À la recherche des experts judiciaires de santé publique

11Concrètement, il est très difficile pour un juge d’instruction de trouver des scientifiques non experts judiciaires pour les nommer dans un dossier de responsabilité médicale individuelle ou, surtout, dans un dossier de santé publique. Pourtant, leur concours serait indispensable pour de nombreuses enquêtes judiciaires sanitaires. Les médecins experts judiciaires ont souvent la mission de déterminer des taux d’incapacité de travail, ou d’incapacité permanente et d’autres préjudices divers, etc. Mais il est plus difficile de trouver des experts capables de caractériser le lien de causalité entre les dysfonctionnements dans les dossiers individuels et les dommages, sachant qu’il revient au juge de décider, quant à lui, si les faits caractérisés par les experts constituent des fautes, de négligence ou d’imprudence.

12Mais il est encore plus difficile de trouver des experts capables de mettre au jour les problèmes sociétaux que représentent les affaires de catastrophes sanitaires, afin de démontrer, ou non, la responsabilité de scientifiques ou d’administratifs agissant en tant qu’experts ou sachants dans les phases pré-décisionnelles. Lorsque j’ordonne des expertises assez complexes en pluridisciplinarité, j’ai beaucoup de difficultés à trouver des experts.

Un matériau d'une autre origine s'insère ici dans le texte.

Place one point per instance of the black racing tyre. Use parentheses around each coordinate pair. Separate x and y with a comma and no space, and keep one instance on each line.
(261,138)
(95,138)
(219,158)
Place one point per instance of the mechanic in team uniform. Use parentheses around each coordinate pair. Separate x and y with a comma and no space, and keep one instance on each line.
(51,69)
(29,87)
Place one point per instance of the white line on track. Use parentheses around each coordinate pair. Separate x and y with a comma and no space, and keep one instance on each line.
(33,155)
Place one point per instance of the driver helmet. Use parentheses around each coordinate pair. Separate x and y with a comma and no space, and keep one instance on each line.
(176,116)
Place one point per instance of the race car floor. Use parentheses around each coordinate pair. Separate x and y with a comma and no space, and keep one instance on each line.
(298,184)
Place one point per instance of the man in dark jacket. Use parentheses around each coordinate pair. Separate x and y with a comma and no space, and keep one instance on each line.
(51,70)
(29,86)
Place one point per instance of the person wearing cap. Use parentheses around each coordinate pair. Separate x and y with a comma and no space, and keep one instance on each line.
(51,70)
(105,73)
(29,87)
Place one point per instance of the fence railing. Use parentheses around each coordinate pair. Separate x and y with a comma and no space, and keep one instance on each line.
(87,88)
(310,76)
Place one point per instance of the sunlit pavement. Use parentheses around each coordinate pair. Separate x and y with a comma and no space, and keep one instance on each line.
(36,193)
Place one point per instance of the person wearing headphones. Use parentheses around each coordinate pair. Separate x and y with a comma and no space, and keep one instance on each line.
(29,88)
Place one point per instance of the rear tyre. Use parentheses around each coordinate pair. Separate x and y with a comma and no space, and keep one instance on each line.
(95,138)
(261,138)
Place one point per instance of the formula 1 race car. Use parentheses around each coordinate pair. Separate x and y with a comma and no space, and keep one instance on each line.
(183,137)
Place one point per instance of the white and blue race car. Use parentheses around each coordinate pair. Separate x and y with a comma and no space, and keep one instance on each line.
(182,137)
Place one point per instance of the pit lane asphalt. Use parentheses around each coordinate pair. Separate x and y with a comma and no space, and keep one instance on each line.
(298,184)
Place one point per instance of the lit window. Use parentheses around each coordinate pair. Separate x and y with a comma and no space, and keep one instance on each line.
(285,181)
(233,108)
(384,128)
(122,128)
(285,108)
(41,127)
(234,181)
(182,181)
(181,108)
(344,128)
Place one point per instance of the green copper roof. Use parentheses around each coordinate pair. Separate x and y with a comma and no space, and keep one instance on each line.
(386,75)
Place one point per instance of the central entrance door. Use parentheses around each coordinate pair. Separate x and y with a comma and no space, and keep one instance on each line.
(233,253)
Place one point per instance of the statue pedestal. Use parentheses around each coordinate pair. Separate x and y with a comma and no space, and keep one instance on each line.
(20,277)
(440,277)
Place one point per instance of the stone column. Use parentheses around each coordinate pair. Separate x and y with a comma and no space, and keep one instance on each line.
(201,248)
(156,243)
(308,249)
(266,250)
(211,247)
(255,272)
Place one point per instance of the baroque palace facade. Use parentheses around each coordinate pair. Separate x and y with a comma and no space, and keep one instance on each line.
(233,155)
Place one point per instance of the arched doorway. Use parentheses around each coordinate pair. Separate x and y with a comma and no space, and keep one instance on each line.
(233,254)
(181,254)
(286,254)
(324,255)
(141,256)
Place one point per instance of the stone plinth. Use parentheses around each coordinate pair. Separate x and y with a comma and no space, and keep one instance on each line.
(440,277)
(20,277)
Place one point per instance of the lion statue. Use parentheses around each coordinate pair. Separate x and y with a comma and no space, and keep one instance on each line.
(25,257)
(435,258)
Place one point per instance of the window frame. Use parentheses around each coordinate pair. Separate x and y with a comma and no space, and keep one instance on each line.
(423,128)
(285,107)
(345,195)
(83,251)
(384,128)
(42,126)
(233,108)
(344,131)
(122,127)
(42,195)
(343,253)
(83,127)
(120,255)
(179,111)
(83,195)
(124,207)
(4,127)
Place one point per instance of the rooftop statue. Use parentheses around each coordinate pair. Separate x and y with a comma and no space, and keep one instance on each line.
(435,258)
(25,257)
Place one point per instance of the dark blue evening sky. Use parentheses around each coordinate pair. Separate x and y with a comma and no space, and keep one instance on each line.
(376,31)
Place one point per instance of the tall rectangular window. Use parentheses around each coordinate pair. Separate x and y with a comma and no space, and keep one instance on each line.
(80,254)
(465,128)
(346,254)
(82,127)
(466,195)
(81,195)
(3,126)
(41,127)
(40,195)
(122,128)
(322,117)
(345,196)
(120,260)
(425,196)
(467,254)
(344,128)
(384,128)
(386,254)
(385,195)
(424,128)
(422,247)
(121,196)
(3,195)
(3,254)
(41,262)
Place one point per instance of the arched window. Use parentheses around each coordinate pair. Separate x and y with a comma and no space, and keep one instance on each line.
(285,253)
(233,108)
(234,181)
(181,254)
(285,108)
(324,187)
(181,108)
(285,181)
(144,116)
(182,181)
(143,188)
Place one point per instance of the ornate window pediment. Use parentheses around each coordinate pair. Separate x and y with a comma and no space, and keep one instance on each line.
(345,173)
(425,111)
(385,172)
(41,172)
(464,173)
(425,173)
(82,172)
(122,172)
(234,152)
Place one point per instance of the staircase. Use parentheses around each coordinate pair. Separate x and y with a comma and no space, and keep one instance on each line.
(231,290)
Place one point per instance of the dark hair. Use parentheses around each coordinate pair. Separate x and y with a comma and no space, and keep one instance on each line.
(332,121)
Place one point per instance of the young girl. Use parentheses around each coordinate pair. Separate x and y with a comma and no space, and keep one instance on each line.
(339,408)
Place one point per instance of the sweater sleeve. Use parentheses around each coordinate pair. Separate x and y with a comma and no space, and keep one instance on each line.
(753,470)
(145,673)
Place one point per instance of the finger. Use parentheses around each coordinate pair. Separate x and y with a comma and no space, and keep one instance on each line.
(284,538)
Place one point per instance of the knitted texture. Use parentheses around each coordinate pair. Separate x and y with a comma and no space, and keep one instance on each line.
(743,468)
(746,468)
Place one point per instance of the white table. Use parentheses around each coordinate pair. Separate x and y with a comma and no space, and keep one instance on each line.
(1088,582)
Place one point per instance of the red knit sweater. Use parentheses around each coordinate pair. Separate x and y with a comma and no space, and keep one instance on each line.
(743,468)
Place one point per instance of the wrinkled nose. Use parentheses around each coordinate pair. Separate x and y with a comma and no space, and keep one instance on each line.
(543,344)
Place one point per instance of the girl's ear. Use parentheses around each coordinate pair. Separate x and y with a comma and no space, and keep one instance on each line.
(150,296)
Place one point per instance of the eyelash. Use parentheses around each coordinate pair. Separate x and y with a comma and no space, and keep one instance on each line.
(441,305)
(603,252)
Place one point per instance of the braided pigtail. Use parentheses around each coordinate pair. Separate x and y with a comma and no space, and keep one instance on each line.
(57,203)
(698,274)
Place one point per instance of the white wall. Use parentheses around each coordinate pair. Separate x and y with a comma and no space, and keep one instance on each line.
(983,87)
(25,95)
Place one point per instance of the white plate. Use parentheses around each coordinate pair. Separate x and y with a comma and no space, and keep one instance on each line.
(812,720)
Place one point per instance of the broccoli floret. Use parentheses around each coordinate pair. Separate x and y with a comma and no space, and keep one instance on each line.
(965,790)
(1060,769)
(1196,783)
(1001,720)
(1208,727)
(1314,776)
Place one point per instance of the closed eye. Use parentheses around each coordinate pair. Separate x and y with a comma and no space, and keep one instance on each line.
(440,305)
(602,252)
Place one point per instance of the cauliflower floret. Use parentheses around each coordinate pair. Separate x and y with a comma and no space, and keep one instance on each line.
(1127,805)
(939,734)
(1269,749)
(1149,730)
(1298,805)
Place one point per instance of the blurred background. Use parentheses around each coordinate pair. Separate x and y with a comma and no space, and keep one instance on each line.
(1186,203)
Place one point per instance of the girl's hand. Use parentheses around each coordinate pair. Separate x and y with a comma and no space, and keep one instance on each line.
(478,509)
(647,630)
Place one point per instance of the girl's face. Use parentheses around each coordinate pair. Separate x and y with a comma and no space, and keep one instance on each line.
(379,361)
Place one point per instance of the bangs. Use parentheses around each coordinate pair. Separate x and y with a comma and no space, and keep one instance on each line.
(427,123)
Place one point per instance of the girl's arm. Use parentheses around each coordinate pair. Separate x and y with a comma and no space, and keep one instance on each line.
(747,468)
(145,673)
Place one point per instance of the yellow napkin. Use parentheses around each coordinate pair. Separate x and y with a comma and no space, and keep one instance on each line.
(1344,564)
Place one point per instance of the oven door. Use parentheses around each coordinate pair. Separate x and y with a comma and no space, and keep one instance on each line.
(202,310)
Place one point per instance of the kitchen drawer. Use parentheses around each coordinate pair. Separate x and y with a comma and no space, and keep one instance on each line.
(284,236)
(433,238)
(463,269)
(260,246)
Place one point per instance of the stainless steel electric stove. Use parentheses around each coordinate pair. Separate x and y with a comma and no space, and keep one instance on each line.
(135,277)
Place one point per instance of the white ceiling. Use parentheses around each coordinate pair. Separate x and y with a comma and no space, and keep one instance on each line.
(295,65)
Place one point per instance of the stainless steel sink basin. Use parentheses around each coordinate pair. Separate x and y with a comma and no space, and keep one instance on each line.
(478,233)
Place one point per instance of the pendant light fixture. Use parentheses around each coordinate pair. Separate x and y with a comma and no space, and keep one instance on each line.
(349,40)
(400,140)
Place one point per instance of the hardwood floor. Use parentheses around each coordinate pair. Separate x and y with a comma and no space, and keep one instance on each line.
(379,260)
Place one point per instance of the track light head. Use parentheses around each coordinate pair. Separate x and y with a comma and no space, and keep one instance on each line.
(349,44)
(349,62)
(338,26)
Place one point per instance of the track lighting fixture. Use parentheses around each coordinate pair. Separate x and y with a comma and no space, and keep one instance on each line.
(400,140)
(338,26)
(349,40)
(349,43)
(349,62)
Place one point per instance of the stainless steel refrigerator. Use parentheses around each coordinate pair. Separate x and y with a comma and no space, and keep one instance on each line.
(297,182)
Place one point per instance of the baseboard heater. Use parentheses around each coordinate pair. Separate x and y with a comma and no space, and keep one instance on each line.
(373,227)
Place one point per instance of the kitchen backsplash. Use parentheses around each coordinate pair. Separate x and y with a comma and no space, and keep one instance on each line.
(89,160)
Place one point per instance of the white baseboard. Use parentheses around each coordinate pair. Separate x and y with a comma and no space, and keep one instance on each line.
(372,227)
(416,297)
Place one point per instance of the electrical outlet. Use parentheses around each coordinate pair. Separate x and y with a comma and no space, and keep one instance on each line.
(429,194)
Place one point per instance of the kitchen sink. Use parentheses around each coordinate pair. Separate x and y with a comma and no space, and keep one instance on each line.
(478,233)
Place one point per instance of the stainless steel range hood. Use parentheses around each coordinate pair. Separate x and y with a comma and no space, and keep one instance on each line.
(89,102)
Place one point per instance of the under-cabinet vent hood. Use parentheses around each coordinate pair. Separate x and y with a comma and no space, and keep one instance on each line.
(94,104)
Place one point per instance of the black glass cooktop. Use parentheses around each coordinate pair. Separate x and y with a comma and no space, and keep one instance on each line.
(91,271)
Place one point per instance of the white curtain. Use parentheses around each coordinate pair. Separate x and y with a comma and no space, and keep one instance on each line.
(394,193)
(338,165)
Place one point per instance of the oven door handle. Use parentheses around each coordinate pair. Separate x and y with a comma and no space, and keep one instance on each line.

13Il faut souligner la grande prise de responsabilité des experts scientifiques qui ont le courage de démontrer certains dysfonctionnements de leurs confrères. Les pouvoirs d’investigation du juge d’instruction mettent souvent en lumière le rôle des leaders d’opinion. Ces enquêtes montrent que la société française reste très opaque et qu’il est très difficile, en dehors des pouvoirs d’investigation du juge d’instruction, de savoir comment et pourquoi ces catastrophes ont été ou ignorées ou mal gérées ou gérées trop tard, alors que les personnes qui ont été contaminées auraient pu être protégées.

14Une vraie avancée consisterait à créer un véritable statut de l’expert pré-décisionnel, nommé et contrôlé par une Haute autorité de l’expertise qui déterminerait la catégorie à laquelle tel expert appartiendrait (administratif, industriel, associatif, indépendant, judiciaire). Celle-ci contrôlerait également les activités des lobbyistes après la création d’un statut de lobbyiste. Car les dossiers de santé publique démontrent fréquemment leur rôle, agissant en toute opacité, mais également le rôle des experts masqués, agissant en faveur de lobbies. Cette Autorité protégerait de plus les lanceurs d’alerte avec la création d’un statut spécifique. En effet dans le cas de dossier du sang contaminé comme dans tant d’autres, les lanceurs d’alerte n’ont jamais été entendus.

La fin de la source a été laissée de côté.